NameTag suscite des inquiétudes avant même son lancement
L’existence du système NameTag a été révélée au début de l’année 2026. Un code découvert au sein de l’application Meta AI laissait entrevoir une technologie capable de créer une signature biométrique à partir des visages capturés par les lunettes, puis de les comparer à une base de données stockée sur le smartphone de l’utilisateur. Ce logiciel aurait été intégré sur des millions d’appareils sans jamais avoir été activé.

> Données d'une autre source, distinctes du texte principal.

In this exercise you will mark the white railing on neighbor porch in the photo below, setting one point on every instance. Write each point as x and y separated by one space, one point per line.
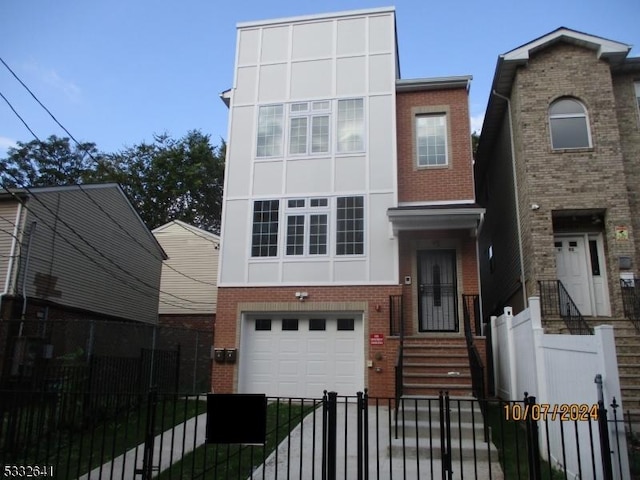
557 369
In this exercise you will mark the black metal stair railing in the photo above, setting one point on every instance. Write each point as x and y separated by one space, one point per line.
631 300
471 312
555 300
396 322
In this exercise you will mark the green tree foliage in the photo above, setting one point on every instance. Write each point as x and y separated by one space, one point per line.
165 180
52 162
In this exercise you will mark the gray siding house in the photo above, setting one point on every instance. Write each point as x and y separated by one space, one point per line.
81 249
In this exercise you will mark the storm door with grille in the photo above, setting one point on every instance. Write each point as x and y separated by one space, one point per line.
437 308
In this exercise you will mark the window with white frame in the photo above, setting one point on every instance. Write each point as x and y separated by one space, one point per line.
431 140
264 242
350 125
307 226
270 126
350 225
309 127
569 124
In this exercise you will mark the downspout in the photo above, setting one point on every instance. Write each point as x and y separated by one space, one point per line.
515 189
32 231
12 255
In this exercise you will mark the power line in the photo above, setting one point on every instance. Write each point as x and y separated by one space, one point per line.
71 228
92 260
78 144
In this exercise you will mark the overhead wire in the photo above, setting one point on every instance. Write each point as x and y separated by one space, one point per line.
28 190
78 144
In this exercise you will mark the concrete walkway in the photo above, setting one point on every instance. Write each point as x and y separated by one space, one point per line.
299 456
169 448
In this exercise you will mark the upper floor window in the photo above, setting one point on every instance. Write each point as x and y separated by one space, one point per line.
350 125
569 124
270 122
431 140
309 127
350 226
307 226
264 240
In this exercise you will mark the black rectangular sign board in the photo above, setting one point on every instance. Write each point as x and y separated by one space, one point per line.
236 418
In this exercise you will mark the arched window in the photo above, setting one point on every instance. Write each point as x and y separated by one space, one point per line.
569 124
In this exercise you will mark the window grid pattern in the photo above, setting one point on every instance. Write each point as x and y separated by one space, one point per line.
568 124
350 226
265 228
270 122
431 137
295 235
318 234
320 134
298 136
309 128
350 125
307 228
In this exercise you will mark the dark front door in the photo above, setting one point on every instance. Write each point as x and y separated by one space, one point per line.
437 308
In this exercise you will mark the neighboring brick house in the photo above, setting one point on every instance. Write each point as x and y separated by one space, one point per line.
349 219
71 258
570 212
558 171
190 273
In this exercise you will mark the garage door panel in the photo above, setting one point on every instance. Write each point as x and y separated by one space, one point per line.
302 362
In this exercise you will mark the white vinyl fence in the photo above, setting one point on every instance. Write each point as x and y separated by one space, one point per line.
557 369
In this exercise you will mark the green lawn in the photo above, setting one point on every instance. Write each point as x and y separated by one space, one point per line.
75 438
235 461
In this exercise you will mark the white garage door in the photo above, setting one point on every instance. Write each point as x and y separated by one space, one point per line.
289 356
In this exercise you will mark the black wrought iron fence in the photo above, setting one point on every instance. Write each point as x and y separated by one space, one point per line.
103 356
163 435
631 300
556 301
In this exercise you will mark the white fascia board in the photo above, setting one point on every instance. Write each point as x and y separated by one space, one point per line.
319 16
603 46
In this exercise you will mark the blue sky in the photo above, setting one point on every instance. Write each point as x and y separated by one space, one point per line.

Les plaignants estiment que les données nécessaires pour réaliser ces comparaisons pourraient provenir de Facebook et d’Instagram, y compris des photos de profil, d’images étiquetées et de vidéos. Ils font également mention de plusieurs brevets obtenus par Meta, qui décrivent des systèmes reliant les données biométriques capturées par les dispositifs aux contenus des réseaux sociaux.
La confidentialité, un enjeu majeur pour les lunettes de Meta
Cette action en justice intervient à un moment où les ambitions de Meta en matière de lunettes intelligentes soulèvent de nombreuses questions. La société développe des modèles capables d’enregistrer leur environnement de façon continue, alors qu’une récente législation vise à interdire l’utilisation de la caméra lorsque la LED d’enregistrement est dissimulée.
Meta est pleinement consciente des enjeux juridiques associés aux données biométriques. En 2020, Facebook avait déjà accepté un dédommagement de 650 millions de dollars dans une affaire précédente liée à la collecte de données faciales. Avec NameTag, l’entreprise pourrait donc être amenée à défendre sa position avant même de déployer la fonctionnalité. Alors que les lunettes intelligentes deviennent de plus en plus autonomes et sophistiquées, leur acceptation par le public dépendra autant de leur performance technique que des garanties de confidentialité offertes aux personnes filmées.